1.4 Le sens ascendant et descendant, condensation et déploiement


Le schéma peut fonctionner selon deux sens : un dit descendant, l’autre dit ascendant. Le sens
descendant opère une condensation de la signification partant des formes de vie (6) vers les
figures (1). Le sens ascendant, à l’inverse, opère un déploiement de la signification, partant
des figures (1) vers les formes de vie (6). La condensation de sens, dans le mouvement
ascendant, exprime l’idée que les niveaux les plus abstraits sont condensés dans les niveaux
les plus concrets. Fontanille (2006a ; 2006b) choisit le terme de condensation en raison de la
perte inévitable d’un certain nombre de propriétés dans ce parcours.
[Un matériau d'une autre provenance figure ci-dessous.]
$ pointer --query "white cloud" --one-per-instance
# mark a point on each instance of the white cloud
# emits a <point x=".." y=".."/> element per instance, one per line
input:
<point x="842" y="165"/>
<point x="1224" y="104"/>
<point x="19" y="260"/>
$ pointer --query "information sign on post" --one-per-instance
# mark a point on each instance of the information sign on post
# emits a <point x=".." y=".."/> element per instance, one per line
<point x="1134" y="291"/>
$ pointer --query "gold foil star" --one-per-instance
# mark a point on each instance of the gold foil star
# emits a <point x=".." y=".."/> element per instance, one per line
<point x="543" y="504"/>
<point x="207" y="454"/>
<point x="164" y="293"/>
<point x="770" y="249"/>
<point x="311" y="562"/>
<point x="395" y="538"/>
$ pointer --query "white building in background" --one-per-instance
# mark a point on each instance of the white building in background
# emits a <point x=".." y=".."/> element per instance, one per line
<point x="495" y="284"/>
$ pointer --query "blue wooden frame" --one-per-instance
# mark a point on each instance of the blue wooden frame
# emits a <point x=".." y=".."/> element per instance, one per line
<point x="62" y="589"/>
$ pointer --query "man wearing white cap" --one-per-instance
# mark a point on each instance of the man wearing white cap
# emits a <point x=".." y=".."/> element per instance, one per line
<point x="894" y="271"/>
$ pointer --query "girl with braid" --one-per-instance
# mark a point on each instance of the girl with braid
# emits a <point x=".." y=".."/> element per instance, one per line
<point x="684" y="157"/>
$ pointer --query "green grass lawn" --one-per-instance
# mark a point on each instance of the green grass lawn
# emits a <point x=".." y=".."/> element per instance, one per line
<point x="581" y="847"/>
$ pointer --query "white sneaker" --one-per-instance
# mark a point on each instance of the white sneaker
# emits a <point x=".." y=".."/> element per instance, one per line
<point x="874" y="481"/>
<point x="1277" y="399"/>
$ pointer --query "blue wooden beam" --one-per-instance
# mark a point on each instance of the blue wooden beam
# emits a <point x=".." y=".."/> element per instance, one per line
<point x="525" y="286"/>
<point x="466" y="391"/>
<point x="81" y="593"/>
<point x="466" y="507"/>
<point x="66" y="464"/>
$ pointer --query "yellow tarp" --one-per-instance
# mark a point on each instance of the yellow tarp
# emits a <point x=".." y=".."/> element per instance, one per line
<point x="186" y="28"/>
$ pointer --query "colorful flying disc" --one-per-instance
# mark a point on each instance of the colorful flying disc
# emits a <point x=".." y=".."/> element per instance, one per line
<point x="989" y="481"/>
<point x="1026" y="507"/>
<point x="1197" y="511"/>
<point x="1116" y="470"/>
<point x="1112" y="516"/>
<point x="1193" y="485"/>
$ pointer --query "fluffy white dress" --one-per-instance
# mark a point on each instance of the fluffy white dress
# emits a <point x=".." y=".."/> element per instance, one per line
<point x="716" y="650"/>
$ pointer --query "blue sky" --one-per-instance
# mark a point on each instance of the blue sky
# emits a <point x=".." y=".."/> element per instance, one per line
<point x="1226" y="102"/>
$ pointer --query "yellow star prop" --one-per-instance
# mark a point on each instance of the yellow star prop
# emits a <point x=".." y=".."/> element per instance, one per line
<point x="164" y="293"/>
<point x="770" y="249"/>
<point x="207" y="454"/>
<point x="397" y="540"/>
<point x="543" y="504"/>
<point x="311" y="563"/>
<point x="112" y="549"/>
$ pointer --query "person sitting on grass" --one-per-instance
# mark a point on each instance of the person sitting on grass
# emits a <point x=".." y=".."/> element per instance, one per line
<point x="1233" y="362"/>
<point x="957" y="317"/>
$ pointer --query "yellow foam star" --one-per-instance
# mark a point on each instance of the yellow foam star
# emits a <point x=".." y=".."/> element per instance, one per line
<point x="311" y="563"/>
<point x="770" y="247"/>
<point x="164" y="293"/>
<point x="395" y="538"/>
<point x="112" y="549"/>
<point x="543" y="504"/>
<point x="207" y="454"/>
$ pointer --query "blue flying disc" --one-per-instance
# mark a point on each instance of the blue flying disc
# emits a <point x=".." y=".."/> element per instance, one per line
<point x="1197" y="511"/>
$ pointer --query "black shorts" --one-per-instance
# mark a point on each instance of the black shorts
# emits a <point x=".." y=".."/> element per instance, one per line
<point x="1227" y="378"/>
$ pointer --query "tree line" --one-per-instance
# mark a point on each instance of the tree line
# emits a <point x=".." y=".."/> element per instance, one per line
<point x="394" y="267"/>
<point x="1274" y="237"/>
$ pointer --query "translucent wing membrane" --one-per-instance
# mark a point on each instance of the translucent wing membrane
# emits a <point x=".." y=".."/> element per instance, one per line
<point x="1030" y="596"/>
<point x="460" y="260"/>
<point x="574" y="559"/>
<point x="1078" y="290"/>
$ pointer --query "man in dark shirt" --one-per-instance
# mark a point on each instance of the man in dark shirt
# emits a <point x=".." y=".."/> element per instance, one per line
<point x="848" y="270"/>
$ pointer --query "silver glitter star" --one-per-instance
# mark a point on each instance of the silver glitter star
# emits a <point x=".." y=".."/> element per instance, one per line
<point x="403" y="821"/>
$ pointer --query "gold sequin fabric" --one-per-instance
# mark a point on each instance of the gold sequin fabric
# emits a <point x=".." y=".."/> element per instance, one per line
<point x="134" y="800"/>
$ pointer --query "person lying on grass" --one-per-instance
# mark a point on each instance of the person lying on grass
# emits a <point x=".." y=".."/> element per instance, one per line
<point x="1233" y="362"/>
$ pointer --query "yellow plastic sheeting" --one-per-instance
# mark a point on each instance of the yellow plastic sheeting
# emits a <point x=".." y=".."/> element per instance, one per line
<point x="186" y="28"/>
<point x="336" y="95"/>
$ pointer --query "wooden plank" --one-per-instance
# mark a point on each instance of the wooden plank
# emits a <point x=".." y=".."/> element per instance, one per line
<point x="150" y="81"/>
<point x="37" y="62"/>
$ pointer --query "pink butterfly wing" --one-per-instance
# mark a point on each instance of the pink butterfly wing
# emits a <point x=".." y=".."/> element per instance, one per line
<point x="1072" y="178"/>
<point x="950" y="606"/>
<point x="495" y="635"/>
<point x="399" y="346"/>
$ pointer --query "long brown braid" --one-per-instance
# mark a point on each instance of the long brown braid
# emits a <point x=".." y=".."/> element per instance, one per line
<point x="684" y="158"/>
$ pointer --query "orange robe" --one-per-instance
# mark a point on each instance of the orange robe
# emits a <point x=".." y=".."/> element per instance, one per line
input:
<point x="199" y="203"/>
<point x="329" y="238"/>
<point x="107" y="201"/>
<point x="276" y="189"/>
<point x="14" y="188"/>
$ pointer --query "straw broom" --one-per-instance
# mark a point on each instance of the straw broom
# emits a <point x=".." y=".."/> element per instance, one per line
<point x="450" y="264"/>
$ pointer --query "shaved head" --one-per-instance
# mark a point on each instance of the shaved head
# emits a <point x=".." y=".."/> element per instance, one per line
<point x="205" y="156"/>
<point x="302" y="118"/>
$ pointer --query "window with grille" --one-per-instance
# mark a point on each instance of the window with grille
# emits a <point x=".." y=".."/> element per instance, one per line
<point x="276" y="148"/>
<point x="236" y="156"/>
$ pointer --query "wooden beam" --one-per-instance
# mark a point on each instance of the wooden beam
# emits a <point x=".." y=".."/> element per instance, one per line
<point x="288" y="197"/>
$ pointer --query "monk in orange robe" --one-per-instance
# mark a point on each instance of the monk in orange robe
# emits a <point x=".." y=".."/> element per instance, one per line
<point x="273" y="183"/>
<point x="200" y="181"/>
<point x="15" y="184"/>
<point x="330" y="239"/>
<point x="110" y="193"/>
Inversement, le
déploiement du sens, dans l’intégration ascendante, exprime « l’augmentation du nombre de
dimensions » au fur et à mesure que le niveau d’abstraction augmente (Fontanille, 2006a). Se
produit alors un gain de sens. Condensation et déploiement du sens sont les « modes opératifs
respectifs de l’intégration descendante et ascendante ».
Une première analyse, trop superficielle, supposerait que les publicitaires opèrent des
condensations de sens, dans le sens descendant, de l'identité (6) et de la stratégie (5) de
l'annonceur dans des énoncés (2) publicitaires. Dans le sens inverse, les lecteurs d'une
annonce publicitaire en déploient le sens en l'interprétant, partant de l'énoncé (2) perçu vers
l'identité abstraite de l'annonceur ou les valeurs véhiculées dans l'annonce (6).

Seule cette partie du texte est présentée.